Boijer giraba alrededor del cadáver y parecía horrorizado. Aunque daba la sensación de que hacía más frío en la carpa que en el jardín azotado por el viento que había en el exterior, del cuerpo emanaba un olor característico. Forrester deseó tener una de esas mascarillas Sirchie para ahuyentar el mal olor de la descomposición.
– Ahí está la estrella -señaló Boijer.
Tenía razón. Forrester rodeó el cuerpo y miró la parte delantera. Habían grabado una estrella de David en el pecho del hombre; la herida parecía aún más profunda y asquerosa que la de la tortura infligida al conserje.
– Joder -volvió a exclamar Forrester.
Colocándose a su lado, Hayden sonrió por primera vez aquella mañana.
– Bien -dijo-. Me alegro de que usted se sienta igual. Pensé que era sólo cosa nuestra.

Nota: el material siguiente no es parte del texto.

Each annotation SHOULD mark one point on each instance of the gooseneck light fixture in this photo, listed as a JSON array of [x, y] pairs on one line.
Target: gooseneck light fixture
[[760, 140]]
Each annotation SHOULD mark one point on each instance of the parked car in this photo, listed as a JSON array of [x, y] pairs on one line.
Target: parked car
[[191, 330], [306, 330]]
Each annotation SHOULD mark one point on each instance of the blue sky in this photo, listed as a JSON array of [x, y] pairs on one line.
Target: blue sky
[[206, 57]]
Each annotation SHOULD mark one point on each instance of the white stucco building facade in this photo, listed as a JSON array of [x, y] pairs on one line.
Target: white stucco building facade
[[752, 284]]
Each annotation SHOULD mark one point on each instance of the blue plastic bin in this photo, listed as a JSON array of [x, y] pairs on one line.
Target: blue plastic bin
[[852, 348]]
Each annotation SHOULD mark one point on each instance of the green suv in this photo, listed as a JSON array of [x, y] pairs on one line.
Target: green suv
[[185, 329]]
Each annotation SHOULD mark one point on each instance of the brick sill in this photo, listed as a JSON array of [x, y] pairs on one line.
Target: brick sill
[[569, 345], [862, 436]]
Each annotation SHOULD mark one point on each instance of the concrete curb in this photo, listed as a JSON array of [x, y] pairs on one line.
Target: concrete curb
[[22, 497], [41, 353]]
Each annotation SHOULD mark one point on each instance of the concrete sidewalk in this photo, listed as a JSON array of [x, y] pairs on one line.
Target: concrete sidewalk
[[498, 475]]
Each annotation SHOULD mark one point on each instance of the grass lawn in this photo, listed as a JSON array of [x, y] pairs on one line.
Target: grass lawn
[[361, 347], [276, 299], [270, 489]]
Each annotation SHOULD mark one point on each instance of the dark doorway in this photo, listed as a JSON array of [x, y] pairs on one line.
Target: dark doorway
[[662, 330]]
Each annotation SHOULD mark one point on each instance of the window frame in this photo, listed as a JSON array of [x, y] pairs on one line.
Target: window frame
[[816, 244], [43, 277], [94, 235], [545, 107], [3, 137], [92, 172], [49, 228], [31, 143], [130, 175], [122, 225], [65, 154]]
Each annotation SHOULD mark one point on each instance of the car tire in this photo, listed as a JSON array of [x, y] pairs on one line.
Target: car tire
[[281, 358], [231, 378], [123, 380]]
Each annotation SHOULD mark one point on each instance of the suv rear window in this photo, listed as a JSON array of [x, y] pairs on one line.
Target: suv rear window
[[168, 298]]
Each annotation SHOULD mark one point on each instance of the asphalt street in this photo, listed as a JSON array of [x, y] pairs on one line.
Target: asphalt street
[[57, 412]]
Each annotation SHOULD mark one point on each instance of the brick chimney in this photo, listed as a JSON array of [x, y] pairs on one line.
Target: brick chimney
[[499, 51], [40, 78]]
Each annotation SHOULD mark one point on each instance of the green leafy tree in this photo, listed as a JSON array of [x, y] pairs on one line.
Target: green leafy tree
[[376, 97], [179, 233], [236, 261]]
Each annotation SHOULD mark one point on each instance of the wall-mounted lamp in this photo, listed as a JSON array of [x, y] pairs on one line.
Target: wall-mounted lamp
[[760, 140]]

Tres horas más tarde, Forrester y Boijer compartían vasos de café de plástico en la gran carpa de la entrada a la mansión. Los policías locales estaban organizando una conferencia de prensa en el «fuerte». Los dos policías metropolitanos estaban solos. Por fin se habían llevado el cadáver, treinta y seis horas después, al laboratorio del juez de instrucción de la ciudad.
Boijer miró a Forrester.
– No estoy seguro de que la gente de aquí sea muy simpática.
Forrester se rió.
– Creo que tenían su propio idioma hasta… el año pasado.
– Y gatos -replicó Boijer soplando su café-. ¿No es este el lugar donde tienen esos gatos sin cola?
– Gatos de Man. Sí.
Boijer miró por la entrada abierta de la tienda de la policía hacia el gran edificio blanco.